En visionnant le reportage, certains de ces témoins apportent des renseignements précieux sur les « acteurs » présents dans l’image : deux militants communistes et cégétistes expliquent à l’ouvrière récalcitrante que la grève est une victoire partielle et qu’il faut savoir l’arrêter ; un lycéen maoïste, au contraire, affirme qu’aucune avancée notable n’a été obtenue et qu’il faut continuer le combat. Seule l’ouvrière outragée qui vocifère dans une rue de Saint-Ouen est une « Wonder » – car les autres n’y sont pas employés – sait ce que signifie travailler dans des conditions « dégueulasses », comme elle le répète à l’envi. Ce court métrage de neuf minutes est un condensé de l’opposition qui eut lieu en Mai 68 entre la tendance CGT-PCF et la jeunesse politisée qui recherchait davantage qu’une augmentation de salaire, une autre vie. Au cours de son enquête, Hervé Le Roux parvient à retrouver tous les personnages, sauf la jeune femme qui restera à jamais une énigme. Peut-être que c’est mieux ainsi, la passionaria aurait-elle gardé sa force d’indignation ? Ne serait-elle pas rentrée dans le rang en épousant un cadre ? Le spectateur comme le cinéaste auraient été probablement déçus.

De Wonder au Village des Rosiers

Les usines Wonder de Saint-Ouen, dont on voyait dans le film les décombres encore en 1995 – année du tournage –, ont été rasées et sont devenues un grand terrain vague sur lequel le projet immobilier « Le Village des Rosiers » est en cours de construction. Alors que pendant près de 70 ans (de 1918 à 1986) des ouvriers fabriquèrent des piles « qui ne s’usaient que si l’on s’en servait », une population gentrifiée va investir l’emplacement, futur quartier en vogue du Grand Paris. Tandis que je voyais en 1997 le film Reprise, qui était une enquête sur une fille exprimant sa colère dans la rue des Rosiers à Saint-Ouen (pas encore devenue Saint-Ouen-sur-Seine), j’ignorais que j’habiterais, probablement, 26 ans plus tard, à l’emplacement exact où se situaient les usines Wonder.

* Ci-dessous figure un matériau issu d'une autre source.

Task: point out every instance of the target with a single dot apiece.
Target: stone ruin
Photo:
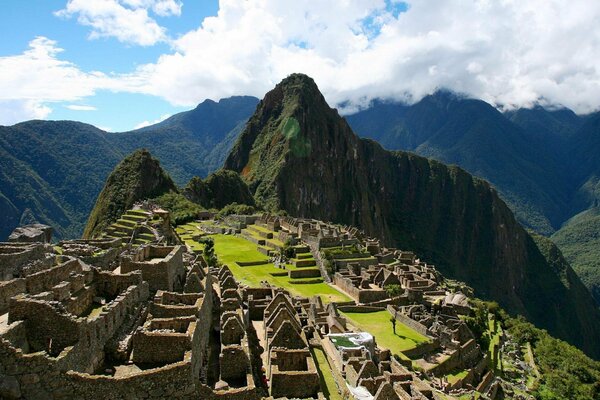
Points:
(107, 319)
(34, 233)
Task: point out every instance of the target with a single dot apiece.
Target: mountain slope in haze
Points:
(478, 138)
(195, 142)
(299, 155)
(52, 171)
(137, 177)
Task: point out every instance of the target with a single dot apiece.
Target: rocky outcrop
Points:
(299, 155)
(137, 177)
(218, 190)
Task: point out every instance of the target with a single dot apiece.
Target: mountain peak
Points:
(138, 177)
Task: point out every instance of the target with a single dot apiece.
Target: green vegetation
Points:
(378, 324)
(137, 177)
(58, 168)
(218, 190)
(235, 208)
(579, 240)
(566, 373)
(229, 249)
(181, 209)
(445, 215)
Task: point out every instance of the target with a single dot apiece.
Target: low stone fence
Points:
(251, 263)
(359, 309)
(304, 263)
(421, 349)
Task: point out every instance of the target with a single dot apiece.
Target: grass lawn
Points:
(378, 324)
(231, 248)
(327, 381)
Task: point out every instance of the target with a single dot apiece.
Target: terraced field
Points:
(233, 250)
(378, 324)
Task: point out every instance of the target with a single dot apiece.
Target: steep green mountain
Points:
(218, 190)
(192, 143)
(52, 171)
(478, 138)
(544, 163)
(299, 155)
(579, 240)
(137, 177)
(584, 151)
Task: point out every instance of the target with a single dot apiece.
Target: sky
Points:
(124, 64)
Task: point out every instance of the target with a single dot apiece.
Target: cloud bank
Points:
(509, 53)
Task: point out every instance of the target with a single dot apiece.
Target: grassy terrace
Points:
(230, 249)
(378, 324)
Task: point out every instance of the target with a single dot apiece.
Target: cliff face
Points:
(299, 155)
(137, 177)
(218, 190)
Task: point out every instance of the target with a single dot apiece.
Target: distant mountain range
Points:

Hervé Le Roux était à l’écoute de son époque et sentait que l’ancien monde, au basculement du siècle, vivait ses derniers feux. Ses films – les fictions comme le documentaire Reprise – étaient une tentative de retenir encore un peu cette époque révolue et de témoigner de ce passage irrémédiable. Alain Bergala, critique et cinéaste, résume avec clarté cette ambition : « Ses deux fictions […] nous parlent d’un état de nos sentiments et de nos relations juste avant la radicale perte d’innocence et de croyance qui se produit après les années 2000, mais qui était bien sûr déjà commencée. Les films d’Hervé sont au bord de quelque chose qui va affecter profondément nos vies, et je pense qu’il ressentait, avec la plus élégante discrétion, sa responsabilité de cinéaste devant la représentation de ce moment de bascule[4]. » Analyse juste et bel hommage à un ami et confrère.

Didier Saillier

(Janvier 2021)

Photogramme du film La Reprise du travail aux usines Wonder de Jacques Willemont (réalisation) et Pierre Bonneau (cadre), 1968.


[1] Hervé Le Roux, Reprise, récit, Calmann-Lévy, 1998, pp. 7-9.

[2] Ce court métrage est accessible sur Internet : https://www.youtube.com/watch?v=ht1RkTMY0h4

[3] Hervé Le Roux, Reprise, récit, Calmann-Lévy, 1998, p. 11.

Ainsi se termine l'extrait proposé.